Interestingly, the Party statement says that Blackbaud have paid the ransom demanded by the cybercriminal and have received assurances that the data was destroyed as a result.  The matter is now being reviewed by the ICO and by the National Crime Agency.

In addition the Party has launched its own investigation, but it is not known whether its findings will be made public.

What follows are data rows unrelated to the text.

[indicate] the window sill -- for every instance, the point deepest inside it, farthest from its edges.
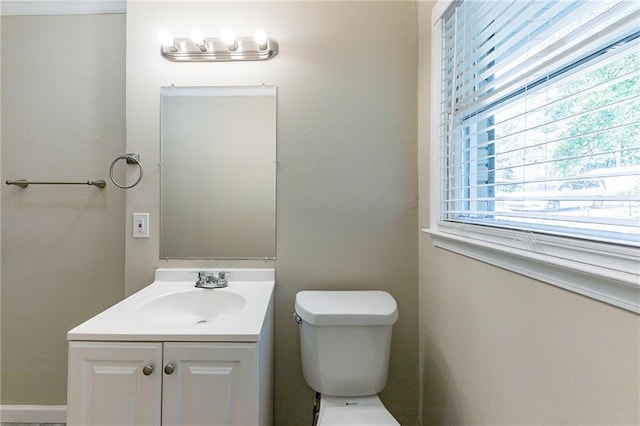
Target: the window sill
(550, 260)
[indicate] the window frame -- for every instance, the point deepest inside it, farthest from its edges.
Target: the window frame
(606, 272)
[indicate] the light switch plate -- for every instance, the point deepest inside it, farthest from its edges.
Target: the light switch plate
(141, 225)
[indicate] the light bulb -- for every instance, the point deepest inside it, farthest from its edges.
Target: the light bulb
(229, 38)
(198, 39)
(260, 37)
(166, 39)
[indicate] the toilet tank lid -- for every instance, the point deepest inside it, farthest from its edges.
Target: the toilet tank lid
(346, 308)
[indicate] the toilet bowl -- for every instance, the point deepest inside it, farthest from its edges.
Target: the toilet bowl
(345, 342)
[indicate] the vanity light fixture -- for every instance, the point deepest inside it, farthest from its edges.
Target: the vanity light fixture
(227, 47)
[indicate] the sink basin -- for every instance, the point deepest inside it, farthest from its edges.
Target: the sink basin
(172, 309)
(197, 306)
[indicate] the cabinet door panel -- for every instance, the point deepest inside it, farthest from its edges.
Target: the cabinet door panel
(107, 385)
(212, 383)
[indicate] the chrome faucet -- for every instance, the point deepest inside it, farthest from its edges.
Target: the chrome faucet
(210, 280)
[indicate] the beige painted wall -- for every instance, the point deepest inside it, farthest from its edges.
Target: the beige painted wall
(347, 184)
(62, 247)
(499, 348)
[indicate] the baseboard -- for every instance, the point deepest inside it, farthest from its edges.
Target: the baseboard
(33, 413)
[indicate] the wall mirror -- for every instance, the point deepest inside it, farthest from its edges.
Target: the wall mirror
(218, 173)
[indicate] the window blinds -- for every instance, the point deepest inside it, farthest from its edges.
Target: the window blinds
(540, 117)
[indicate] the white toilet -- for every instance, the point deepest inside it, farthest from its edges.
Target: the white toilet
(345, 338)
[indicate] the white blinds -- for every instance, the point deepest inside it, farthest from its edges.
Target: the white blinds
(540, 117)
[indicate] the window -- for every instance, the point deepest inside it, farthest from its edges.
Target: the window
(536, 142)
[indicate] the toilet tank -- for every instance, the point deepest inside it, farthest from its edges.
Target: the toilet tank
(345, 339)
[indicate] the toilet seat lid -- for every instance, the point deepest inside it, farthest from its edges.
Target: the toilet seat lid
(357, 416)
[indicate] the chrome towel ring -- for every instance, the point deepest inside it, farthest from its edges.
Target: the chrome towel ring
(131, 158)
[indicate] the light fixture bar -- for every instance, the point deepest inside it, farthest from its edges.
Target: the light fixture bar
(215, 49)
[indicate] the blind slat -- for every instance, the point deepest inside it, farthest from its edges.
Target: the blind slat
(541, 117)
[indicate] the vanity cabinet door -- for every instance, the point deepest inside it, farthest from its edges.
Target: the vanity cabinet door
(210, 383)
(113, 383)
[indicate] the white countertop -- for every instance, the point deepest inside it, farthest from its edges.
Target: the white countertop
(127, 320)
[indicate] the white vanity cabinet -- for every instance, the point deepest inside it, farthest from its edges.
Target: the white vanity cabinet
(167, 383)
(175, 354)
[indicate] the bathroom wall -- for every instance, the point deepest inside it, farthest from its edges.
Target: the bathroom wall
(347, 183)
(499, 348)
(63, 99)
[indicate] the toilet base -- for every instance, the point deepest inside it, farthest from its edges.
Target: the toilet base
(353, 411)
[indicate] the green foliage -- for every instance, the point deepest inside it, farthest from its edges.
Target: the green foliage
(598, 125)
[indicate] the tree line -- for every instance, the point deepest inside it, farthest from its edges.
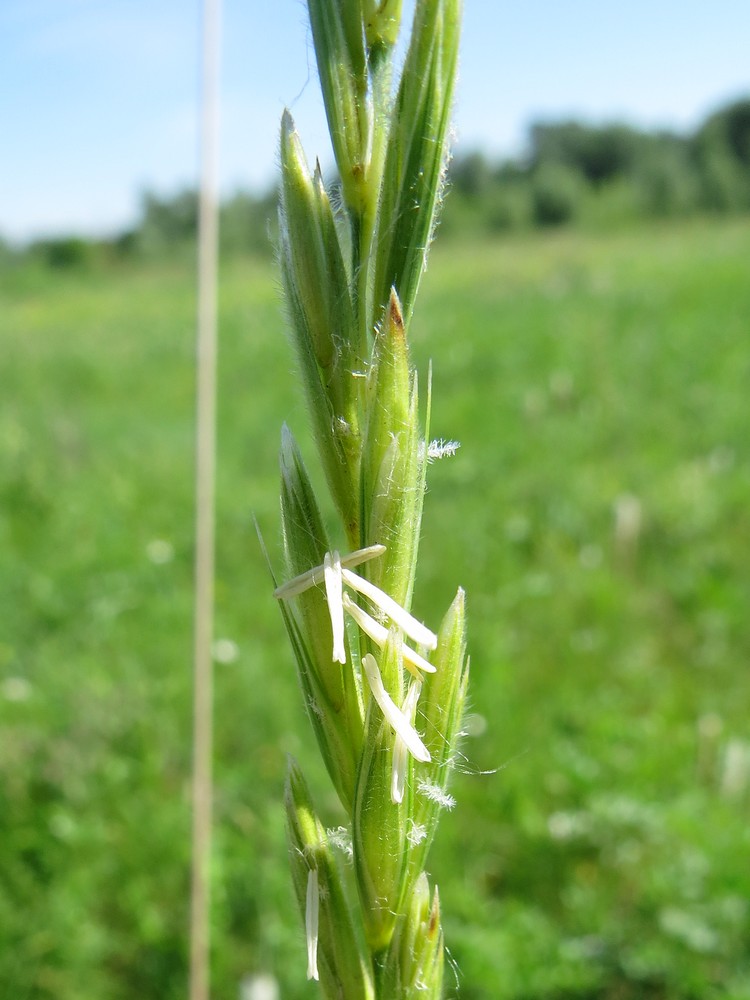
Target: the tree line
(571, 173)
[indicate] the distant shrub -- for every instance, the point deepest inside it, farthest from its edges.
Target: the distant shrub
(556, 194)
(65, 252)
(722, 152)
(667, 181)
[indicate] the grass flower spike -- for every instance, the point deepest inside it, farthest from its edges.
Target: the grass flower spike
(384, 692)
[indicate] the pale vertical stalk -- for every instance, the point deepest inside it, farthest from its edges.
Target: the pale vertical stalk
(205, 463)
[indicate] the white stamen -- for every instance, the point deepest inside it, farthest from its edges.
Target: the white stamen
(398, 773)
(332, 575)
(414, 629)
(311, 923)
(313, 577)
(442, 449)
(379, 635)
(393, 714)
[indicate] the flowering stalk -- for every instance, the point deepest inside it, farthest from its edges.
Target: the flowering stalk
(384, 693)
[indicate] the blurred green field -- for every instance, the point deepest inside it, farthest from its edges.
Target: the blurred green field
(598, 515)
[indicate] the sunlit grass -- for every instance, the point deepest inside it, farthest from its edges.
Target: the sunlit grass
(609, 681)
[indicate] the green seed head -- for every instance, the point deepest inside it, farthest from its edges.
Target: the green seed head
(414, 965)
(335, 956)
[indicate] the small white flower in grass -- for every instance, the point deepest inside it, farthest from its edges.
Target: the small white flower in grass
(316, 575)
(311, 923)
(442, 449)
(398, 773)
(340, 838)
(333, 573)
(436, 794)
(398, 615)
(332, 576)
(379, 635)
(393, 714)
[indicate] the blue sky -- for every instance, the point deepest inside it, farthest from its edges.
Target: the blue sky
(98, 98)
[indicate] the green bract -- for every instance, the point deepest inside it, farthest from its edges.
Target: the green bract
(383, 692)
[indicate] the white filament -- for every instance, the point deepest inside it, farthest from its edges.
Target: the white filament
(393, 714)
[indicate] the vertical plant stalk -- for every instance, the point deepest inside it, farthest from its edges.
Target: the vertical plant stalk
(384, 693)
(205, 461)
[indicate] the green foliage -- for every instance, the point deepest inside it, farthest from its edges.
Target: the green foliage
(597, 515)
(556, 193)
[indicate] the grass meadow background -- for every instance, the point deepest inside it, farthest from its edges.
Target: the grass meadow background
(598, 516)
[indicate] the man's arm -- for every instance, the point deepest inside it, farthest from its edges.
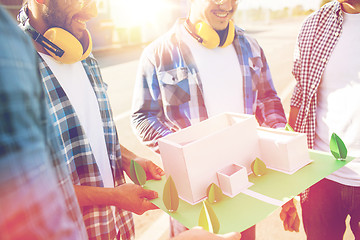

Given the nature of political parties it is clear that they will always need to be cautious in who they work with given the high level of press interest in their activity, and they must be sure they have agreements to adequate de-risk their liability for third party provider breaches.  In this case it will be interesting to see what the NCA investigation uncovers, whether the act of paying the ransom will be seen as a positive or negative decision, and whether the Party bears any responsibility for how this has been handled.

The Freedom of Information (FOI) Act Guidance

In November, the ICO updated its guidance on FOI responses and added clarity that all forms of e-communication can be subject to disclosure if concerning ‘government business.’

The ICO says that FOI replies are key to the public’s understanding and trust in decisions, and transparency is only through documenting decisions in detail.  The FOI Act covers relevant information that exists in the private correspondence channels of public authorities but debate has been ongoing as to whether there are any forms of communication not caught, consequently the FOI guidance on official information held in private communication channels has been updated – https://ico.org.uk/for-organisations/foi-and-eir-guidance/official-information-held-in-non-corporate-communications-channels/.

It now explicitly covers not just private emails, but clarifies that conversations over WhatsApp, Facebook Messenger or other private channels are covered by FOI when they are used for official business.  In our opinion though, the area that really requires attention is how to determine what is and is not ‘official business’ and how much of an exchange of ‘chat’ messages should be read in connection with such determinations.

The Commissioner Departs…

Elizabeth Denham’s term as the Information Commissioner comes to an end on November 30th 2021. John Edwards, who is currently serving as the New Zealand Privacy Commissioner, was approved by the Digital, Culture, Media and Sport Select Committee as the next Information Commissioner after a pre-appointment hearing on September 9th, and he is expected to take up his position in January 2022.